The Ultimate Resolution
On July 9, 2019, after a nine-week federal trial, Joseph SanFilippo, the Chief Financial Officer of Platinum Partners, was acquitted of all counts in an indictment charging him with securities fraud, investment adviser fraud, mail fraud, and two counts of conspiracy. Joe was defended by Ford O’Brien Landy. Two other defendants successfully moved to have their partial convictions on ancillary charges set aside, and the government is now appealing.
The Personal Toll On Joe
Two-and-a-half years earlier – a world ago – Joe was arraigned on the indictment. He faced up to 25 years in prison and hundreds of thousands of dollars in penalties. Joe had not previously been told he was a target of an investigation, let alone that he was about to be indicted, so the force of the charges, served on him in his home, hit him hard. The events set in motion that day, while ending in victory in the courtroom, cost Joe dearly.
Before his indictment Joe was, to those who knew him, an employee with a spotless record, a loving father and husband, a generous neighbor and friend. Now he was a fraudster who “schemed” to rob Platinum’s investors of millions of dollars. Because the indictment was unveiled in a sensational government press conference, in which defendants were accused of operating “a Ponzi-like scheme,” the charges instantly overshadowed a lifetime of decency and mocked Joe’s solid reputation in his community.
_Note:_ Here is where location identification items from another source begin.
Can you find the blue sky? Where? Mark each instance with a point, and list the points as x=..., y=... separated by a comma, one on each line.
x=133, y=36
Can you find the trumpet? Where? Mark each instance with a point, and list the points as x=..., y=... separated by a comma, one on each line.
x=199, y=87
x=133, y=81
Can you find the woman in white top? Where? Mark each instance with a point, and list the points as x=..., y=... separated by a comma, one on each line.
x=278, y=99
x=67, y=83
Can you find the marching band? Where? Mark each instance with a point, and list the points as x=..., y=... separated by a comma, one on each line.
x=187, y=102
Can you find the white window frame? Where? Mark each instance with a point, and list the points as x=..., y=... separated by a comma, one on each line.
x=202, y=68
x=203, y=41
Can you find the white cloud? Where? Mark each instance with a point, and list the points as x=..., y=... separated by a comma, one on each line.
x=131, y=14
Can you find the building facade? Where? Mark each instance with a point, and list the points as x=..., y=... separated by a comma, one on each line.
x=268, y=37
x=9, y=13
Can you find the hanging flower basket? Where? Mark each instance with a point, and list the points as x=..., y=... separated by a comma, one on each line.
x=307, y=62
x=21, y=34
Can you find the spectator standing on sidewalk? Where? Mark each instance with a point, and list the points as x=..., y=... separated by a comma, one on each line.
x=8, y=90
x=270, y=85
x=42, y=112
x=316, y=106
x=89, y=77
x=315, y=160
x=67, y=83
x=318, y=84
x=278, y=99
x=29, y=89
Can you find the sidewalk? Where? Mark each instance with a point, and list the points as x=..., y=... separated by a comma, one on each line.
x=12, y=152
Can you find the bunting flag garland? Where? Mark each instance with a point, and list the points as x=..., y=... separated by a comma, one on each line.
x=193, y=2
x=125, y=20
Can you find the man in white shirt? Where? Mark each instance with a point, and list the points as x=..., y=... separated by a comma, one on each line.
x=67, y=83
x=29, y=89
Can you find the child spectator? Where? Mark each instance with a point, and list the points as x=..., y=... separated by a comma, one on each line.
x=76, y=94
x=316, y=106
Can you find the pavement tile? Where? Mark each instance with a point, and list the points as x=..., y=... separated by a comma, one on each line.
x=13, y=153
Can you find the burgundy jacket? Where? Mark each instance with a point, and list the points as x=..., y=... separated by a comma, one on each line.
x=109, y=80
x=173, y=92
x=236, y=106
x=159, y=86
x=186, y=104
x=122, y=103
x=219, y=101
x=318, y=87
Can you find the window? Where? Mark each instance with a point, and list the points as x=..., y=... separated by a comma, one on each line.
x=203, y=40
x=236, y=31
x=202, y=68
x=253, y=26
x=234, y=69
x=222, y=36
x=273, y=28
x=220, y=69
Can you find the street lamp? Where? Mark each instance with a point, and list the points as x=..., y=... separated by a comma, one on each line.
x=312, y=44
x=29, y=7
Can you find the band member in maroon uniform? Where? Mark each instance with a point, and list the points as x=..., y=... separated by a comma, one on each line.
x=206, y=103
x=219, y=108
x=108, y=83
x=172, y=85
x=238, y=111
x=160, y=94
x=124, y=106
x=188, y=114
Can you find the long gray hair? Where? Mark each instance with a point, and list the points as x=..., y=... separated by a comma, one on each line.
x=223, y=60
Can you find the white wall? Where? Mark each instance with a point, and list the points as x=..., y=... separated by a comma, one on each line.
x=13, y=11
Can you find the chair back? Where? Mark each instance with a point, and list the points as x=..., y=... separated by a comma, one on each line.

Ponzi schemes operators, after all, are the most cynical of criminals, winning the trust of investors they know will lose everything. The accusation, absurd as it proved to be, was meant to mark the accused as beyond the pale. It worked in Joe’s case. Even old friends dropped away.
Trying To Make Sense Of The Nonsensical
Personal insolvency nipped at Joe’s heels. Far from a wealthy man, entirely self-made, he ran through his savings, sold what he could, mortgaged what he couldn’t, and went hat in hand to family, friends, and their friends. Meaningful new employment was out of the question. All the while, our defense team had no answer to Joe’s increasingly insistent question: How could this have happened?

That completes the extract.